Quand on parle d’économie de marché (expression politiquement correcte pour désigner en fait le capitalisme), il faut d’abord s’interroger sur la définition de cette notion.

 

Selon les ultra-libéraux (Milton FRIEDMAN par exemple), l’économie de marché est une économie dans laquelle les biens et les services s’échangent librement sur des marchés (sans intervention de l’Etat) qui se régulent grâce au mécanisme de la "main invisible" (la recherche de l’intérêt individuel participe à l’intérêt collectif).
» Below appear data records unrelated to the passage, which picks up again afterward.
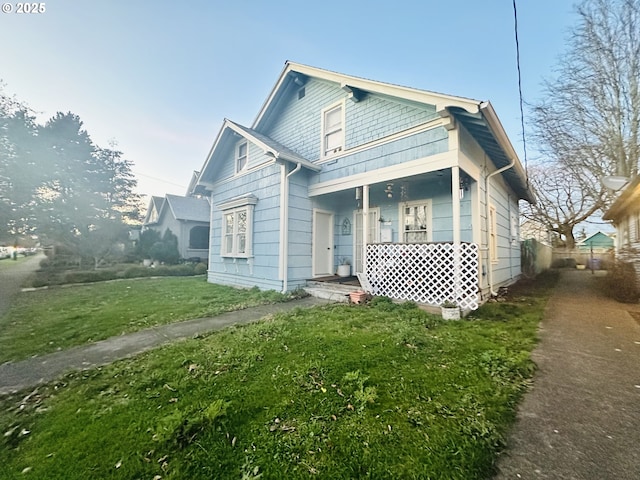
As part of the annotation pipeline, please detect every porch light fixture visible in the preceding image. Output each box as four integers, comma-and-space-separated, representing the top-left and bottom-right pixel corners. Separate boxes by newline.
400, 182, 409, 202
460, 175, 470, 200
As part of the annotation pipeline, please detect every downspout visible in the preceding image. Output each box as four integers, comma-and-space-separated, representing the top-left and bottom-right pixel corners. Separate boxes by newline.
484, 158, 516, 297
280, 162, 302, 293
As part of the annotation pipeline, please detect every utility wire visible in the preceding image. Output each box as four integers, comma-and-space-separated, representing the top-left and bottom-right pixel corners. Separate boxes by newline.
513, 0, 529, 188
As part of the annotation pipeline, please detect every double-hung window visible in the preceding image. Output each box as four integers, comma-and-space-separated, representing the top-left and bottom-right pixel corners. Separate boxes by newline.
322, 102, 344, 157
236, 142, 248, 173
400, 200, 432, 243
219, 195, 258, 258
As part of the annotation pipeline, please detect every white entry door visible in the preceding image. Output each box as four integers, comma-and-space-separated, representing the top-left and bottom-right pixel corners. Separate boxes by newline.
353, 208, 380, 273
313, 210, 333, 277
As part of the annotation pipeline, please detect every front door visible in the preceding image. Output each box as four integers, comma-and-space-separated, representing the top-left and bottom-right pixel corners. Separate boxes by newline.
313, 210, 333, 277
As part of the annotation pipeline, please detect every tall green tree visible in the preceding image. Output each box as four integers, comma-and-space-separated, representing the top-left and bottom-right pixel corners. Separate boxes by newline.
0, 91, 140, 262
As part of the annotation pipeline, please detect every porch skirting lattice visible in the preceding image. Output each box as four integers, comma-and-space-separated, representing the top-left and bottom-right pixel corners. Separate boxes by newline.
366, 243, 478, 310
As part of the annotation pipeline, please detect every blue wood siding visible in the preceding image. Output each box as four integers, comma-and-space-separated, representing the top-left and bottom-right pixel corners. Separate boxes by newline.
208, 161, 280, 288
311, 127, 449, 185
490, 177, 521, 288
288, 175, 313, 282
263, 79, 437, 161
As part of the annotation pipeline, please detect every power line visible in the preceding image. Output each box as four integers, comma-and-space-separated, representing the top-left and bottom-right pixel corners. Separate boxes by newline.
133, 171, 187, 188
513, 0, 529, 188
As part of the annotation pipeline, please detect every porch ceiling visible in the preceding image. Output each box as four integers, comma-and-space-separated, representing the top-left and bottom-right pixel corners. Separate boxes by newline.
448, 107, 535, 203
320, 169, 451, 205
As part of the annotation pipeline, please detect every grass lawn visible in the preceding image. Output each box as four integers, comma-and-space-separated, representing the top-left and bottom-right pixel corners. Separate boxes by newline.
0, 276, 298, 363
0, 255, 31, 270
0, 277, 555, 480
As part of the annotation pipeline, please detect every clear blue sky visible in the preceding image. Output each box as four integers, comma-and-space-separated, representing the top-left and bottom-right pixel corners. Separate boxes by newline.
0, 0, 576, 199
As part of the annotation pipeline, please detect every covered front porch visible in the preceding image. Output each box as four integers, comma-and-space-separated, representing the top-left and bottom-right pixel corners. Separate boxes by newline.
312, 167, 481, 311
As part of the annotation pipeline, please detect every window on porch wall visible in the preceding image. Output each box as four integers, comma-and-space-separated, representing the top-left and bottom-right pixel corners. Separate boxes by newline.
401, 200, 432, 243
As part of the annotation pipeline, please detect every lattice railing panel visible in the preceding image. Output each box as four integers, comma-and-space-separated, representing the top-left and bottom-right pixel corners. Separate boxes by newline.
366, 243, 478, 310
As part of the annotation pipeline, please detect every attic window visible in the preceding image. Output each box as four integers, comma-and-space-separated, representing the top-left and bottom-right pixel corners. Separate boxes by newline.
236, 142, 248, 173
322, 102, 344, 157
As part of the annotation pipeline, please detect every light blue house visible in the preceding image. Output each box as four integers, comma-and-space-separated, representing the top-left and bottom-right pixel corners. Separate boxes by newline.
198, 62, 533, 309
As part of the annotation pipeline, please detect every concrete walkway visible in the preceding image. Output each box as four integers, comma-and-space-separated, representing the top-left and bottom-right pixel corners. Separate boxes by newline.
495, 270, 640, 480
0, 297, 327, 395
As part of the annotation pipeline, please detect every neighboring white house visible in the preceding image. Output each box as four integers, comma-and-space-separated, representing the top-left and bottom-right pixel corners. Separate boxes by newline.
142, 194, 211, 262
198, 62, 534, 309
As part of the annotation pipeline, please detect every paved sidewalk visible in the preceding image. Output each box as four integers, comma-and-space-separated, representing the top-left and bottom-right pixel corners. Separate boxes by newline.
0, 297, 328, 395
495, 270, 640, 480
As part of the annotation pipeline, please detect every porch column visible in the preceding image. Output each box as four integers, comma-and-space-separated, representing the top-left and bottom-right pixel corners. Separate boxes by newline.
451, 165, 460, 244
362, 185, 369, 275
451, 165, 462, 301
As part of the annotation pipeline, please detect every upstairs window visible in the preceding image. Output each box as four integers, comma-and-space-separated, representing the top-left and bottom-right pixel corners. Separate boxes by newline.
236, 142, 248, 173
322, 103, 344, 157
219, 195, 258, 258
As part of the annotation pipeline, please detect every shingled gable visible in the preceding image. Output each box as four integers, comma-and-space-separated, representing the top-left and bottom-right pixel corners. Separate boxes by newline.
247, 61, 535, 203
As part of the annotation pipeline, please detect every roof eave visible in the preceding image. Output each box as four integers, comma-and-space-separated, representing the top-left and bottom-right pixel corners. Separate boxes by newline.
251, 61, 480, 129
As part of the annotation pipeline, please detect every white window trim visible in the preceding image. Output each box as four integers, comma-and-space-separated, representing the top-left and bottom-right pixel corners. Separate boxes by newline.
233, 140, 249, 173
320, 100, 346, 160
487, 205, 499, 263
218, 195, 258, 258
398, 198, 433, 243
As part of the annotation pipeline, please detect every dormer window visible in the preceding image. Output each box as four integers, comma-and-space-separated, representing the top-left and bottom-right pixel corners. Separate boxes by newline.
322, 102, 344, 157
236, 142, 248, 173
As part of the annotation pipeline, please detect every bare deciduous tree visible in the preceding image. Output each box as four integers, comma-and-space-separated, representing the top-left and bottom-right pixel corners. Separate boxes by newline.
533, 0, 640, 243
522, 164, 601, 249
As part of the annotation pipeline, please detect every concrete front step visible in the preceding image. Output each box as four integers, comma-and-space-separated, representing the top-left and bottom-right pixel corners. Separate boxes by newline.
304, 281, 361, 303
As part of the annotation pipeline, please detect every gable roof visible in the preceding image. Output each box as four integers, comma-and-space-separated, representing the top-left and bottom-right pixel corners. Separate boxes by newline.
251, 61, 480, 130
198, 118, 321, 185
142, 196, 164, 225
185, 170, 207, 197
225, 120, 320, 172
252, 61, 535, 203
200, 61, 535, 203
163, 194, 211, 223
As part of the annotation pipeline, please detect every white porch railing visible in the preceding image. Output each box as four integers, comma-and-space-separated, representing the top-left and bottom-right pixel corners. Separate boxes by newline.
366, 243, 478, 310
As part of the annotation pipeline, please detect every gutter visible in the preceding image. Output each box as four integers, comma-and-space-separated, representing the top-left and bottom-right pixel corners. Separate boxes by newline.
484, 157, 516, 297
276, 156, 302, 293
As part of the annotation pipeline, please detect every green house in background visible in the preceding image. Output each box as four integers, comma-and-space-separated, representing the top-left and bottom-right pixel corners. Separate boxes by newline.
576, 232, 615, 253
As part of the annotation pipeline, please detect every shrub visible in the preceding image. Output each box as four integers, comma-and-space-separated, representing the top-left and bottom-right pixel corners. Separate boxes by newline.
605, 261, 640, 303
63, 270, 117, 283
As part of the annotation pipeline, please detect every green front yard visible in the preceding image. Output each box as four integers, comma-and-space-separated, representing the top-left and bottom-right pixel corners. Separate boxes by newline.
0, 277, 555, 480
0, 277, 298, 363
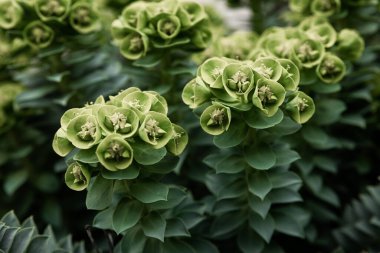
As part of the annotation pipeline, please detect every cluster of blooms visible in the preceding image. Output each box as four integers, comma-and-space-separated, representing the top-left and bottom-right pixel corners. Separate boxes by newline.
111, 0, 211, 60
182, 57, 315, 135
249, 16, 364, 84
53, 88, 188, 190
0, 0, 101, 49
0, 83, 23, 132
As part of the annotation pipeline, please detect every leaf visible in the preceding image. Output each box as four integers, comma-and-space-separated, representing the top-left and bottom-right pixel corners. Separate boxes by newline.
130, 181, 169, 204
112, 199, 144, 234
101, 164, 140, 180
86, 175, 113, 210
244, 110, 284, 129
244, 143, 276, 170
131, 142, 166, 165
247, 171, 272, 200
141, 212, 166, 242
249, 212, 275, 243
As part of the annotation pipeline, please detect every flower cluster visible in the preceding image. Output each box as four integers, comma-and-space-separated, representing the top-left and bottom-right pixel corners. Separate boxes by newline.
53, 88, 188, 190
111, 0, 211, 60
182, 57, 315, 135
249, 16, 364, 84
0, 0, 101, 49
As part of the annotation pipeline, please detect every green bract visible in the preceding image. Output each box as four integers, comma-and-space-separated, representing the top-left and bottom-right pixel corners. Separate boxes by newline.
139, 112, 174, 149
286, 91, 315, 124
67, 114, 102, 149
252, 78, 285, 117
34, 0, 71, 21
97, 105, 139, 138
200, 103, 231, 135
337, 29, 364, 61
65, 162, 91, 191
69, 1, 101, 33
317, 53, 346, 83
96, 134, 133, 171
0, 0, 24, 29
23, 21, 54, 48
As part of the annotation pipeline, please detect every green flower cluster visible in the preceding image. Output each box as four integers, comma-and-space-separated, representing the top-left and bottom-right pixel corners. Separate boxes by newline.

Le marché permet la rencontre d’une offre et d’une demande qui déterminent un prix d’échange.

 

Le moins que l’on puisse dire, c’est que cette définition ne correspond pas à la réalité. En effet, aujourd’hui l’économie de marché est une économie où l’Etat intervient et se doit d’intervenir à la demande des citoyens.

 

Les marchés existent depuis la nuit des temps, on peut remonter au VIIIème siècle av. J.-C depuis l’intervention de la monnaie. L’expression « économie de marché » si elle a l’avantage d’être utilisée par tout le monde, est très creuse. Elle permet de cacher les questions de dominations et de pouvoir puisque tout le monde pourrait se rencontrer, d’égal à égal, sur un marché pour négocier.

 

A travers sa définition, l’économie de marché s’oppose à l’économie planifiée dans laquelle l’allocation des ressources est centralisée (décentralisée dans une économie de marché et déterminé par un plan (par le prix dans une économie de marché). Ainsi, la référence à une « économie libre et non faussée » dans le projet de traité constitutionnel européen en 2005 était très maladroite puisque cela ne correspond pas à la réalité (Les Etats interviennent dans les pays européens dans le domaine économique, social, fiscal, environnemental, ... etc). Dans ce même traité, il était fait référence à l’ « économie sociale de marché », modèle dont se réclame la Chine … ce qui montre bien que le terme même d'économie de marché peut contenir tout et n'importe quoi.

 

Lorsque l’on parle de capitalisme industriel, financier, marchand, … on voit vite qui sont les détenteurs du réel pouvoir. On pourrait parler aujourd’hui de capitalisme de la société anonyme, tout le problème est de savoir qui est derrière le terme « anonyme » ...

 

Ainsi, il existe de nombreux mensonges en économie, relevés notamment par Johan Kenneth GALBRAITH dans son dernier livre. On en citera deux pour exemple :

 

« Le client est roi » : Avec l’économie de marché, on a l’impression que le roi c’est le consommateur, c’est lui qui choisit en toute liberté. Il faudra lever ce voile de mystification car les choix des consommateurs sont contraints par le marketing et la publicité. Pour ceux qui voudraient s’en convaincre, je vous invite à lire différents livre sur les méthodes de vente (exemple : Petit traité de manipulation à l'usage des honnêtes gens – Robert Vincent JOULE et Jean Léon BEAUVOIS, Éditions PUG – 2002) .

 

« Le travail » : ce mot désigne à la fois « l’obligation imposée aux uns et la source de prestige et de forte rémunération que désirent ardemment les autres, et dont ils jouissent » (J. K GALBRAITH, les mensonges de l’économie, 2004 – Éditions Grasset, page 34). Il est épuisant pour les uns et un plaisir pour les autres. Le travail pénible est le moins payé alors que celui qui procure le plus de plaisir est le mieux payé, voilà un autre paradoxe. John Kenneth GALBRAITH ajoute cette remarque très juste : « Le travail est jugé essentiel pour les pauvres. S’en affranchir est louable pour les riches ». Ainsi, les loisirs sont souvent condamnés pour les pauvres mais acceptés pour les plus riches. Rappelez-vous pendant la campagne présidentielle, l'intrusion de l'expression « la France qui se lève tôt ».

 

On voit que ces mensonges révèlent la complexité du débat sur la nature et l'évolution l'économie de marché. Il faudrait sortir des sentiers battus !

 

- Le contexte :

 

Quelle est la situation aujourd’hui au plan international ?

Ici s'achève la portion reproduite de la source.